Portmaster is registered as a system service and starts immediately at boot - even before you log into your user account. This means that it generally starts before any other of your programs. Please note that the tray icon / app indicator is a separate process and is no indication for the Portmaster has started, as it is only started after login.
Besides that, there are some subtle differences depending your operating system:
The Windows system service of Portmaster is started as a regular service. The service then initialized the kernel driver / extension to integrate into the network stack. This means that Portmaster is currently started after the boot process of the Window Kernel is completed.
This means that, currently, some Windows services have a short head start before Portmaster. Tests on Windows 11 have shown these services to be able to communicate before Portmaster is ready:
255.255.255.255 UDP/137.www.msftconnecttest.com.Future Improvement: After Portmaster has started for the first time, there will be an option to “persist” the Portmaster kernel driver, so that it is started with the kernel and blocks all connectivity until the Portmaster is fully ready. This is tricky as it can easily break your network connectivity or lead to a BSOD.

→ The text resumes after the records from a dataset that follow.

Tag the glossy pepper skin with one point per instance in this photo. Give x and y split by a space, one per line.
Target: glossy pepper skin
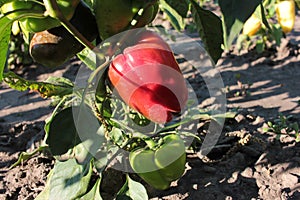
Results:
285 11
148 78
37 23
159 167
55 46
251 26
114 16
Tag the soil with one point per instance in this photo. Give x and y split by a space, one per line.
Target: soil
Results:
247 163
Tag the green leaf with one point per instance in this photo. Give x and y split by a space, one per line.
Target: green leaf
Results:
62 134
5 30
70 180
45 89
180 6
175 19
297 3
235 13
132 190
210 30
94 193
88 57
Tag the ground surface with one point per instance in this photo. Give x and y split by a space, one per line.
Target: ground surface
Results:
246 164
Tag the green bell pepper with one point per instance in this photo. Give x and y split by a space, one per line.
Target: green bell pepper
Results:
159 167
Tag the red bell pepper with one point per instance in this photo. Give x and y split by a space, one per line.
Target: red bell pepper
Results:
148 78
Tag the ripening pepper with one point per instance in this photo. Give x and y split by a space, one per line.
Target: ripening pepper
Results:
251 26
148 78
114 16
285 11
159 167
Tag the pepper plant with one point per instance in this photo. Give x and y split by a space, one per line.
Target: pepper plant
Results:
130 106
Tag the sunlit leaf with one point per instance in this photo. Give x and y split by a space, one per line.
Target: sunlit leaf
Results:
235 13
132 190
5 30
209 27
181 6
175 19
45 89
69 180
94 193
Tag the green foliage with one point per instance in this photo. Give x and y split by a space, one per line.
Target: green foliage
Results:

The systemd service of the Portmaster is configured to be started before the network and name resolution. This means that the protection is started before the network connectivity is enabled:
Before=nss-lookup.target network.target
Future Improvement: After we have implemented direct support for systemd, we will be able to use the WantedBy configuration option, which will make systemd properly wait until the Portmaster has fully started before continuing with other services, mitigating any possibility of race conditions.